「全米図書賞」 翻訳文学部門 多和田さん受賞 

『献灯使』『The Emissary』

 米国出版界で最も権威があるとされる全米図書賞(ナショナル・ブック・アワード)が14日に発表され、翻訳作品部門賞に多和田葉子さん(58)の『献灯使』が選ばれた。
 多和田さんは『犬婿入り』で1993年に芥川賞受賞。ドイツ在住で、著作は世界各国で翻訳されている。『献灯使』は、大災厄後、核で汚染され「鎖国」した近未来の日本を描いたディストピア小説。2014年に講談社から刊行、英語版はマーガレット満谷(みつたに)さん訳で今年刊行された。
 翻訳文学部門はフィクションのみで、1983年まで設置されていたが中断。今年度ノンフィクションも含めて復活した。世界中の作品から10作品がノミネートされ、『献灯使』が選ばれた。

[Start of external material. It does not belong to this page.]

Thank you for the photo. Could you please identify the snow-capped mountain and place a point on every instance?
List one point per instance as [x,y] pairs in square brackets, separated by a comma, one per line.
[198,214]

日本語で書かれた本の翻訳がこの賞を受賞するのは1982年の、ともにリービ英雄が英訳した樋口一葉の『たけくらべ』(The Ten Thousand Leaves)と『万葉集』(The Ten Thousand Leaves)以来、36年ぶりの快挙となった。授賞式では多和田さんの「翻訳は本に翼を与えて国境を越えさせる」というメッセージが代読された。
 全米図書賞のフィクション部門はシークリット・ヌーネス(67)の『The Friend』(日本語未訳)が受賞した。自殺した幼馴染が飼っていた犬を引き取り、悲しみを分かち合う女性を描いた作品。ノンフィクション部門ではジェフリー・スチュワート(68)の『The New Negro: The Life of Alain Locke』(日本語未訳)が受賞した。ハーレムのルネッサンスを牽引したアラン・ロックの伝記。